At 7:04 PM, Blogger Scott said...

As an old friend who has fallen away, let me say that nothing is permanent. I think the best we can ask out of life on this planet are moments of unrepeatable happiness. I've been in friendships that became mired in what had been great experiences and we were stuck trying fruitlessly to recreate them. Enjoy the good times and move on. If we accept that this isn't our home, the environment for which we were designed (as one writer put it, we are sea lions living in the desert), then we should accept that happiness is transient. Now if you can have differet transcendantly good moments again with the same person, that's the best.

On a lighter note, when I fist started blogging, this is the template that I used. Terribly mysterious. Also, I notice your poem was from six years ago. Do you still write much? I confess that I don't get around to being creative without due dates.

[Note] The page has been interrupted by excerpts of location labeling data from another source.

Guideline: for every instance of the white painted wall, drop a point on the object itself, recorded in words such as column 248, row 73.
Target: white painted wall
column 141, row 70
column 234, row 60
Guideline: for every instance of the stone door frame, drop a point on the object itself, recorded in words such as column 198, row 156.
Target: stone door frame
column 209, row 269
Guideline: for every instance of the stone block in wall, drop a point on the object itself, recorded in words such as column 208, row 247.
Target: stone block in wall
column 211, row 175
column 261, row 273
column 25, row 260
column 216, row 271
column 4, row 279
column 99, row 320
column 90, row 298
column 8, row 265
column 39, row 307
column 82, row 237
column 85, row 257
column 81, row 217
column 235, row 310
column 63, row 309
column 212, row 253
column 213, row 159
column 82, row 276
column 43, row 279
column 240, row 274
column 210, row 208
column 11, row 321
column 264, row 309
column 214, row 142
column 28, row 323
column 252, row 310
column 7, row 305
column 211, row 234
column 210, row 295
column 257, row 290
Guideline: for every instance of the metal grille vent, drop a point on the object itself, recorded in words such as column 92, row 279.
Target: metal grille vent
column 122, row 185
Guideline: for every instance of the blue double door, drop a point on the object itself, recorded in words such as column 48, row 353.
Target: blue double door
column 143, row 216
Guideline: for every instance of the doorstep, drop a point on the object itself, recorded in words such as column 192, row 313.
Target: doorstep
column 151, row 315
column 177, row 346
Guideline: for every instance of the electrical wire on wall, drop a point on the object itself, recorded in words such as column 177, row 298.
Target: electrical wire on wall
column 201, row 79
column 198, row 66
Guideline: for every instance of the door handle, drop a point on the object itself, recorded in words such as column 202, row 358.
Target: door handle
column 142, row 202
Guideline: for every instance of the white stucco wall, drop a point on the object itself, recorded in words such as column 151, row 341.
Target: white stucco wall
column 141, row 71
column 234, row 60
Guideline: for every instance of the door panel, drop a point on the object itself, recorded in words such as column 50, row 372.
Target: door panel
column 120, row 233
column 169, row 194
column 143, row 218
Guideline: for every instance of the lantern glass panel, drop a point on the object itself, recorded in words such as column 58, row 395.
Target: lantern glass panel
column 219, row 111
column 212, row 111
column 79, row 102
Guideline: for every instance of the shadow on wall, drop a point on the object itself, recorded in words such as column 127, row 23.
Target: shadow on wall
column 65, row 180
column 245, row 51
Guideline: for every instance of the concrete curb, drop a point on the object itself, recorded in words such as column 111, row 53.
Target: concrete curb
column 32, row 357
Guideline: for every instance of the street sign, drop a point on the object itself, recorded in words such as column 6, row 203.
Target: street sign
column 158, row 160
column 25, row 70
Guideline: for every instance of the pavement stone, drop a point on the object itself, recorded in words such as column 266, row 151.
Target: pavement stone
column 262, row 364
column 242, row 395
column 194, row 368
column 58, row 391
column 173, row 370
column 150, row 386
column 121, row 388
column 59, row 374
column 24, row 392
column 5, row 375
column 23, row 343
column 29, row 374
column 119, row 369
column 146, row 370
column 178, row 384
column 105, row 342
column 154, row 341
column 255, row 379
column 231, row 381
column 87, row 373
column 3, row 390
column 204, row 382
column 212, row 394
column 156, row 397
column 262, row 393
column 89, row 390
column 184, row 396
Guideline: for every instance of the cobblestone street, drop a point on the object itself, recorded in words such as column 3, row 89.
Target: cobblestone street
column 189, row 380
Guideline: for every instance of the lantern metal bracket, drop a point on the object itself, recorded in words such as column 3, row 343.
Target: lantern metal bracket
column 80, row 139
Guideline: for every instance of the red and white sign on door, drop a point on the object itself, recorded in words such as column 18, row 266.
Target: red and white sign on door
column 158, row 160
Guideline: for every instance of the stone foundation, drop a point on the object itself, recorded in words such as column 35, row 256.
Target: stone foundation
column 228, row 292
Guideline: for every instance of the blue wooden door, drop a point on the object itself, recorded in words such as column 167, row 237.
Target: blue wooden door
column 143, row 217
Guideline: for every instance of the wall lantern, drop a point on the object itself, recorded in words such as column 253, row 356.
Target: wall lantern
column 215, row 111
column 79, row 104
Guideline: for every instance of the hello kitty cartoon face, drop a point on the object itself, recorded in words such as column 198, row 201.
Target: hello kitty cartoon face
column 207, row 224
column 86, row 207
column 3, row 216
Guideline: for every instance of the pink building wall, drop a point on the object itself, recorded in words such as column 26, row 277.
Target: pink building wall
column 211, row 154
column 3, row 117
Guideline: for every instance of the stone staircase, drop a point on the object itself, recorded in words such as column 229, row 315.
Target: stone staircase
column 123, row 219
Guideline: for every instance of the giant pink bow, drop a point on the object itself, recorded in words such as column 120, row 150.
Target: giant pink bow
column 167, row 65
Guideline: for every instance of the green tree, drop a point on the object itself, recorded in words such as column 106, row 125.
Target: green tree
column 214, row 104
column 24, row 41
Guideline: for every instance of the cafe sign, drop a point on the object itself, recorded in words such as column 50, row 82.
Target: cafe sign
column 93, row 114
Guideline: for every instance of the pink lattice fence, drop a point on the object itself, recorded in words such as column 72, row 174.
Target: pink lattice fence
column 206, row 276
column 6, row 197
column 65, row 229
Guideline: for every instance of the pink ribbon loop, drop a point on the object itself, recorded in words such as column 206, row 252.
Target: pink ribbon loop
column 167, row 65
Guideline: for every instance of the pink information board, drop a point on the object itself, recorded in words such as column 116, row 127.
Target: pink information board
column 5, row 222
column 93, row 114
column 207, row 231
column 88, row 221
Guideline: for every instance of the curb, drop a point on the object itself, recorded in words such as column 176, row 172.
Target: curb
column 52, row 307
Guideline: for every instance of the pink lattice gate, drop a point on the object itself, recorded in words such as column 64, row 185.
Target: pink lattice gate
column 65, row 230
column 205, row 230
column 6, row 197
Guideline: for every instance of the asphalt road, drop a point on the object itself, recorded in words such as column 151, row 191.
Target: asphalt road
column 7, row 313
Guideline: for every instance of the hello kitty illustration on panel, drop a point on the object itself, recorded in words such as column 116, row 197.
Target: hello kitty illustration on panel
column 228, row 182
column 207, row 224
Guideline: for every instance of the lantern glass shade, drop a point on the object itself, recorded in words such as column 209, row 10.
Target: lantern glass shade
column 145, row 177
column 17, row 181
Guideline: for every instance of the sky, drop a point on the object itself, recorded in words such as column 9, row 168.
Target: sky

Now to go teach a class while standing on one leg . . .

 
At 11:05 PM, Anonymous Anonymous said...

Of course, in the end, one needs to do what one has to do in order to keep themselves sane and emotionally alive, but at the same time, what kind of friends are we if we bail on friends once the going gets tough?

 
At 9:41 AM, Blogger Priscilla said...

I agree with Todd, one of the most vital components to any relationship is trust. And I think Scott makes a good point too, be happy with the friendships you have. But since relationships take work its dangerous to say you should just accept the relationship for what it is. That's almost a cop out. For the last comment, I'm certainly not saying to bail when the going gets tough. You need to be aware of how the relationship is affecting you as an individual. Sometimes a relationship is not worth compromising things you believe.